Kasus kebakaran hutan dan lahan (karhutla) di Jambi menimbulkan pertanyaan serius mengenai penegakan hukum yang cenderung menyasar petani kecil, sementara perusahaan besar yang lahannya turut terbakar seringkali luput dari sanksi tegas.
Penangkapan Petani Kecil
Contoh nyata adalah kasus Dewita Br Silalahi, seorang petani dari Desa Pemayungan, Kabupaten Tebo. Pada 31 Juli 2024, Dewita ditangkap saat membersihkan lahan di belakang rumahnya dengan menggunakan parang. Meskipun tidak ditemukan bukti pembakaran aktif, ia tetap ditahan dan didakwa atas tuduhan perambahan hutan dan pembakaran lahan. Proses hukum ini menuai kritik tajam dari berbagai pihak yang menilai penegakan hukum lebih berat sebelah dan tidak adil.
Also Read
Perusahaan Luput dari Sanksi
Di sisi lain, data menunjukkan bahwa pada tahun 2024, lebih dari separuh dari total 10.229 hektar lahan yang terbakar di Jambi berada dalam konsesi perusahaan, termasuk perkebunan sawit dan izin pemanfaatan hutan. Namun, hingga akhir tahun tersebut, belum ada perusahaan yang ditetapkan sebagai tersangka, meskipun lahannya terbakar. Hal ini menimbulkan kesan bahwa penegakan hukum lebih berfokus pada individu atau petani kecil dibandingkan korporasi besar.

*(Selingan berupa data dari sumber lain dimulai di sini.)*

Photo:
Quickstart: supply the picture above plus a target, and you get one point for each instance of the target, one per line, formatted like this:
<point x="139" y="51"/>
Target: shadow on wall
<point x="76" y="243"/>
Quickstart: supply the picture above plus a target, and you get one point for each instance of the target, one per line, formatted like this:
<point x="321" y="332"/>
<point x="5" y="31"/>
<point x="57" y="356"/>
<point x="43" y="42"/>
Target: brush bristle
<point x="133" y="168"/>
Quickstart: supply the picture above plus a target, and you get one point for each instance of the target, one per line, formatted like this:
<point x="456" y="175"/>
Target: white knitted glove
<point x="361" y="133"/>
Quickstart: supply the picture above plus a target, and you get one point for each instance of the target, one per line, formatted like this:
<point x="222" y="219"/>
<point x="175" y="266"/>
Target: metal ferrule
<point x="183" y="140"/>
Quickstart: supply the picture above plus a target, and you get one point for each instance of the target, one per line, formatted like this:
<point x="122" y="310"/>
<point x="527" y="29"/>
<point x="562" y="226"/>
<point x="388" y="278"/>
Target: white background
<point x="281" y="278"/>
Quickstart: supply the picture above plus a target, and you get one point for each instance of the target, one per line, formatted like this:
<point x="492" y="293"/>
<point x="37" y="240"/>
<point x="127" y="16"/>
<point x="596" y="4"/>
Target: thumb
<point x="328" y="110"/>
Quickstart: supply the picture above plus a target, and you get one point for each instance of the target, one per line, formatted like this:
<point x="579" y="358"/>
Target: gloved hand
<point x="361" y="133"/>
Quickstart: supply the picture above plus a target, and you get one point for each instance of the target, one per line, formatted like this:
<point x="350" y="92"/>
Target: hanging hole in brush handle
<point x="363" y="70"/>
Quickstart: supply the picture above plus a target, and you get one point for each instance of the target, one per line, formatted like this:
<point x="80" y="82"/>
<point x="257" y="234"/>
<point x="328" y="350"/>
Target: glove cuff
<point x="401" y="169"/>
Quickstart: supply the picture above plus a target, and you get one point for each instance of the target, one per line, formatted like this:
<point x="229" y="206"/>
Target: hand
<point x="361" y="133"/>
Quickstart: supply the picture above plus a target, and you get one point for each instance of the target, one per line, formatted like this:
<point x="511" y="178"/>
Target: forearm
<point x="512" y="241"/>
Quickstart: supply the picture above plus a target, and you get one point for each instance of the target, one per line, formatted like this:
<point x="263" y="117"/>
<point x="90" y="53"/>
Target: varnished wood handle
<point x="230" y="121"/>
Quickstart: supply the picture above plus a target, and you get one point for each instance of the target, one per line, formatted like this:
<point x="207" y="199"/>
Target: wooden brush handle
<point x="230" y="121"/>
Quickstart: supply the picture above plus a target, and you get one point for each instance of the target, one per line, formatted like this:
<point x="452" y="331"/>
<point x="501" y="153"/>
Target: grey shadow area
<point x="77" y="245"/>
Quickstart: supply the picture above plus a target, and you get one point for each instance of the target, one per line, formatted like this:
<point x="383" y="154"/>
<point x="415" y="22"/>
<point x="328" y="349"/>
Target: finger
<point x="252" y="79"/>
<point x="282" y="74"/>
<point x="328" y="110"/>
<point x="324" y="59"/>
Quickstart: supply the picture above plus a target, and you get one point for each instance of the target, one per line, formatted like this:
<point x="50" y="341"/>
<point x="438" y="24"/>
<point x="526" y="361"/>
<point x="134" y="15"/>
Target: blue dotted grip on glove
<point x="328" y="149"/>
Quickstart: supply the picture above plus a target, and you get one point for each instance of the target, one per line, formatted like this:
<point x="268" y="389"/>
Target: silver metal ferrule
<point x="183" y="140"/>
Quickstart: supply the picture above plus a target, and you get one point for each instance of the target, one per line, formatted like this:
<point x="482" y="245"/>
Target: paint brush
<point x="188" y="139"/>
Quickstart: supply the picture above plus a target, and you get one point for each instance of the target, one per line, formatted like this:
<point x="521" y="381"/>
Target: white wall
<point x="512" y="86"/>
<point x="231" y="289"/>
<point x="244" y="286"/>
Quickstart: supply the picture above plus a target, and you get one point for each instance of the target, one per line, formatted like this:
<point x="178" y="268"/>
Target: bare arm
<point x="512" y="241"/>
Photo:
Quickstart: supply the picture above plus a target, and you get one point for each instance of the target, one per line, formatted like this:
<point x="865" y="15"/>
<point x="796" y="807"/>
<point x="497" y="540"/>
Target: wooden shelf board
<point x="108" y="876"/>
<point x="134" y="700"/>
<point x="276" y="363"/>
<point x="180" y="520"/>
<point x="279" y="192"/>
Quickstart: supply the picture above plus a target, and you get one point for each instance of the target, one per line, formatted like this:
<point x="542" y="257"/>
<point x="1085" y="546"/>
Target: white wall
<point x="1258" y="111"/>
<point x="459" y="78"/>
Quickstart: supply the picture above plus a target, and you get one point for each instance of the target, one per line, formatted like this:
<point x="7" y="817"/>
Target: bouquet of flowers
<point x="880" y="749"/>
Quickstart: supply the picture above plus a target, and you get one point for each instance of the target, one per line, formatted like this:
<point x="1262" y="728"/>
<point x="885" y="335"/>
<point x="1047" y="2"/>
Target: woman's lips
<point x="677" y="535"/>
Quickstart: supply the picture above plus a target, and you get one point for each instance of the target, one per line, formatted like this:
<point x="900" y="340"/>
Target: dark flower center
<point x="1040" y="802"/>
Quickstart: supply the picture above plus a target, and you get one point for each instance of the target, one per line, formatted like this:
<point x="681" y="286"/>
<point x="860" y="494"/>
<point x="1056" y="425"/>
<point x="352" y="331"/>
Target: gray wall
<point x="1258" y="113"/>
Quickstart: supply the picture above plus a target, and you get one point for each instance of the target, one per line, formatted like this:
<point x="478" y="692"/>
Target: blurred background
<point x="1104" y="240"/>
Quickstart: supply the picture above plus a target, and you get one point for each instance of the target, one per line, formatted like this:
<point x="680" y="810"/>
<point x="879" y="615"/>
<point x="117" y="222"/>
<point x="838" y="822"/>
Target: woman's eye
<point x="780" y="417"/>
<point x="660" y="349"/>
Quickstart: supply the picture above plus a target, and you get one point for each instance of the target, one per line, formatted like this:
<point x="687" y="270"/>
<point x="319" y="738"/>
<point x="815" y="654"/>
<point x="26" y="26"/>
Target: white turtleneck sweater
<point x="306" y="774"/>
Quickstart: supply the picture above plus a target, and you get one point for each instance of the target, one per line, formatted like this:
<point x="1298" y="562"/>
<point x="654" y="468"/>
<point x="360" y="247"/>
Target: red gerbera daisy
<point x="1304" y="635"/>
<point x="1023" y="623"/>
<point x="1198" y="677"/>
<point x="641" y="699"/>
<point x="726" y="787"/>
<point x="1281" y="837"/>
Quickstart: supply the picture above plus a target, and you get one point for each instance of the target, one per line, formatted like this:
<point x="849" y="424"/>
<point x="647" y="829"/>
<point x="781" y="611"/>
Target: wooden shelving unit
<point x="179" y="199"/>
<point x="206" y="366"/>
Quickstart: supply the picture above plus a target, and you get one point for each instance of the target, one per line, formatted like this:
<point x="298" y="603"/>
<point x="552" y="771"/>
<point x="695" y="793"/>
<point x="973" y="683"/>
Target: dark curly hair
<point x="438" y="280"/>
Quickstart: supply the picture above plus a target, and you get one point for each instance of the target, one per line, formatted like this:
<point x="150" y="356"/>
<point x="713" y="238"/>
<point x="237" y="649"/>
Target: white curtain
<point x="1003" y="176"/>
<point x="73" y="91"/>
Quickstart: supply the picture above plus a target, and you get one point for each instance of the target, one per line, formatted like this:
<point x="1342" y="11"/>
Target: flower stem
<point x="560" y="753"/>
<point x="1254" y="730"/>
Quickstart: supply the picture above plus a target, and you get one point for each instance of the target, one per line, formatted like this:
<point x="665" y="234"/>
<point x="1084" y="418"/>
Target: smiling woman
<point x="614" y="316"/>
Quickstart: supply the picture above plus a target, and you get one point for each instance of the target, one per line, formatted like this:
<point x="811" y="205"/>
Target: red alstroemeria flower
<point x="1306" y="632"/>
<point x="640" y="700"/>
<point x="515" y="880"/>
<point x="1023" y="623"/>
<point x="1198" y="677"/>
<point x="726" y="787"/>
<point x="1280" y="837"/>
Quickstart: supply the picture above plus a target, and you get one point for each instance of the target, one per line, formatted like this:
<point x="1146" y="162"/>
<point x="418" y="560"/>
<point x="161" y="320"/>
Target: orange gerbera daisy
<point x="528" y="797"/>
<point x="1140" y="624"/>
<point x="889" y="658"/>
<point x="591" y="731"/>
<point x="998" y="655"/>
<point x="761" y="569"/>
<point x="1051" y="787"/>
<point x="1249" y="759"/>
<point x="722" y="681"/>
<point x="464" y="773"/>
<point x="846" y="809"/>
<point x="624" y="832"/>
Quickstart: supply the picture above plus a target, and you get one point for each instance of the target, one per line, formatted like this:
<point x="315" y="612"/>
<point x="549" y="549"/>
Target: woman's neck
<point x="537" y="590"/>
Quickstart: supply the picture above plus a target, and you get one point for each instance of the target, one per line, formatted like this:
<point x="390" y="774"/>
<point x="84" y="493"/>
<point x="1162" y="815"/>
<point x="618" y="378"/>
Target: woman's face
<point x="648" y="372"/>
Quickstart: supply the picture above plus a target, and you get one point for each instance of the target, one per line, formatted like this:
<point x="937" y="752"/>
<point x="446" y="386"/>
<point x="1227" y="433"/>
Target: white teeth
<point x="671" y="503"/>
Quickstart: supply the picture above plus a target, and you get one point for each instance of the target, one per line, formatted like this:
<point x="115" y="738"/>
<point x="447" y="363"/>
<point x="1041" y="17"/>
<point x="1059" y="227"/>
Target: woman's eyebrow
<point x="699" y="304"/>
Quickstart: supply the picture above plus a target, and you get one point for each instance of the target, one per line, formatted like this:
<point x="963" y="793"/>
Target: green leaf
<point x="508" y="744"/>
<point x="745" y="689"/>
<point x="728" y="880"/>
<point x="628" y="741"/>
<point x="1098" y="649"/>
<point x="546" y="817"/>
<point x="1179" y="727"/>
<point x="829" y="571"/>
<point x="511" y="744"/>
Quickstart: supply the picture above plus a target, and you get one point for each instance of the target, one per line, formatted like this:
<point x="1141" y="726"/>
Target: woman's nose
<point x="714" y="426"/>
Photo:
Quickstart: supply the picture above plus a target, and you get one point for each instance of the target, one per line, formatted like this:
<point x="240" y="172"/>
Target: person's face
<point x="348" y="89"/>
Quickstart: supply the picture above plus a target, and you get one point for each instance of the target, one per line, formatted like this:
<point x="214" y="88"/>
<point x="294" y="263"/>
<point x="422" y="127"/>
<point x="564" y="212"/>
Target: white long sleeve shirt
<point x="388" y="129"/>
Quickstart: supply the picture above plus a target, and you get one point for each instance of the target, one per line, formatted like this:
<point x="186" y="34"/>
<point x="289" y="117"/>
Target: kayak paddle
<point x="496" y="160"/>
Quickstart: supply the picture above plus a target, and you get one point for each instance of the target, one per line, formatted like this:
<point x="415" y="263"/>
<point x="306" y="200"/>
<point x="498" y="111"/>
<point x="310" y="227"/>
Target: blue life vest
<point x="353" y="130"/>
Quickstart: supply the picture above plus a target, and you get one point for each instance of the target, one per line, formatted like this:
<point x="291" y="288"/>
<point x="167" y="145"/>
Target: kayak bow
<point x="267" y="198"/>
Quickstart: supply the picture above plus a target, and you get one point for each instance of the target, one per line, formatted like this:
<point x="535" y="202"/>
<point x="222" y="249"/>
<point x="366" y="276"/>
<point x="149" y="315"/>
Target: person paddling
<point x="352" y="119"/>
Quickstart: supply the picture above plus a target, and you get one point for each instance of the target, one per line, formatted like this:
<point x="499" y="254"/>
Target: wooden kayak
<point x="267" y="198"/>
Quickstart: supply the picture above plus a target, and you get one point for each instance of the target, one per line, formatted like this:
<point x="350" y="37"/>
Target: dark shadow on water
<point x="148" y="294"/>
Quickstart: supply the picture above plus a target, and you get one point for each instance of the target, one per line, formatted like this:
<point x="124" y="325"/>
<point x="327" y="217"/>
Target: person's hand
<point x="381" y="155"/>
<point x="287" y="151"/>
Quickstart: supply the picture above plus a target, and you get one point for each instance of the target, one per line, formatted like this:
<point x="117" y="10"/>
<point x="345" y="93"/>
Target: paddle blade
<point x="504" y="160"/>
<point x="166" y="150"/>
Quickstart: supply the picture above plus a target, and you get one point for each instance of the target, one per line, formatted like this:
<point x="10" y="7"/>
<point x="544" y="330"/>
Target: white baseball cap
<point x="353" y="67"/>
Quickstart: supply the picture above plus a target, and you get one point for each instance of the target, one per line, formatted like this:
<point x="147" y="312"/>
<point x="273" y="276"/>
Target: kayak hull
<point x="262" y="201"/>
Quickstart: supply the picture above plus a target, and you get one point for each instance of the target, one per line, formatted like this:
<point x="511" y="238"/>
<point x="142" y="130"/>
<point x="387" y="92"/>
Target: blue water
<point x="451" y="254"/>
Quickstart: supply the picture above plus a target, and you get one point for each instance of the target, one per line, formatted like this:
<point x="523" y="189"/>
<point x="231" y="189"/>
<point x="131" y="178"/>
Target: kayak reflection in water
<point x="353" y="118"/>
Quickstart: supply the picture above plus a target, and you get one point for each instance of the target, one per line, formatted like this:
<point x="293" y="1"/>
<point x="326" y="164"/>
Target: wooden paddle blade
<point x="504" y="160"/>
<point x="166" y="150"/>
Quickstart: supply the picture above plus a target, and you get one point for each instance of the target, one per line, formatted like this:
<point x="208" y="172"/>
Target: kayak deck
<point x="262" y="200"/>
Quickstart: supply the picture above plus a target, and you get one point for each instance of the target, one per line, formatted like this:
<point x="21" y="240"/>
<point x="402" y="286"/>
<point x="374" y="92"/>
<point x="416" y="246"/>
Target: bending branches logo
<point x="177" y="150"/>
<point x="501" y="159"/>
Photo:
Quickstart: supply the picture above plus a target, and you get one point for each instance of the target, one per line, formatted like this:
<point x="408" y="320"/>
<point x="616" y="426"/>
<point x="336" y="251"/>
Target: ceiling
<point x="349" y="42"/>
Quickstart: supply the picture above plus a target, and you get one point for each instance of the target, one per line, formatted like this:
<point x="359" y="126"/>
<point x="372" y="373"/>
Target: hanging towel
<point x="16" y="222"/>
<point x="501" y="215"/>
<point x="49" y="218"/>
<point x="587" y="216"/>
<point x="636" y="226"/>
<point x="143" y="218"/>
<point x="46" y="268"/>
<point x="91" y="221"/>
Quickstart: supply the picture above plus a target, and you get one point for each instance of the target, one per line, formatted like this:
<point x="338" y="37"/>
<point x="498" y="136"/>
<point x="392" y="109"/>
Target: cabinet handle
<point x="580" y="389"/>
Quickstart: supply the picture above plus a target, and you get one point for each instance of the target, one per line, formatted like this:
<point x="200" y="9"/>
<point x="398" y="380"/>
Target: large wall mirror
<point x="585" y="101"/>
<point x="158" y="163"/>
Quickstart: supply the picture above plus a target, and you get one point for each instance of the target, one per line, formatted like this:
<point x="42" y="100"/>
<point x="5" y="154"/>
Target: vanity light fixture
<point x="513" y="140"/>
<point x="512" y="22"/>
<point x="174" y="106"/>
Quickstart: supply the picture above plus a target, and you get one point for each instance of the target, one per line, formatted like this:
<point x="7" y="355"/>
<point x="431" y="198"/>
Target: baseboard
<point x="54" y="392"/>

Desakan Penegakan Hukum yang Adil
Organisasi lingkungan seperti WALHI Jambi mendesak aparat penegak hukum untuk bersikap transparan dan adil dalam menangani kasus karhutla. Mereka menekankan bahwa penegakan hukum seharusnya tidak hanya menyasar petani kecil, tetapi juga korporasi yang lahannya terbakar. Selain itu, WALHI Jambi menyoroti bahwa beberapa perusahaan yang lahannya terbakar tidak melakukan upaya mitigasi yang memadai untuk mencegah kebakaran, yang seharusnya menjadi perhatian serius dalam penegakan hukum.
Kritik terhadap Sistem Hukum
Ketidakadilan ini dianggap sebagai hasil dari sistem hukum dan pengawasan lingkungan yang lemah, di mana kekuatan ekonomi dan politik perusahaan besar memberikan mereka kekebalan de facto. Peraturan dalam penanganan kebakaran hutan dan lahan seringkali tidak berpengaruh pada mereka yang memiliki kekuatan ekonomi dan politik, sementara petani kecil menjadi korban utama penegakan hukum.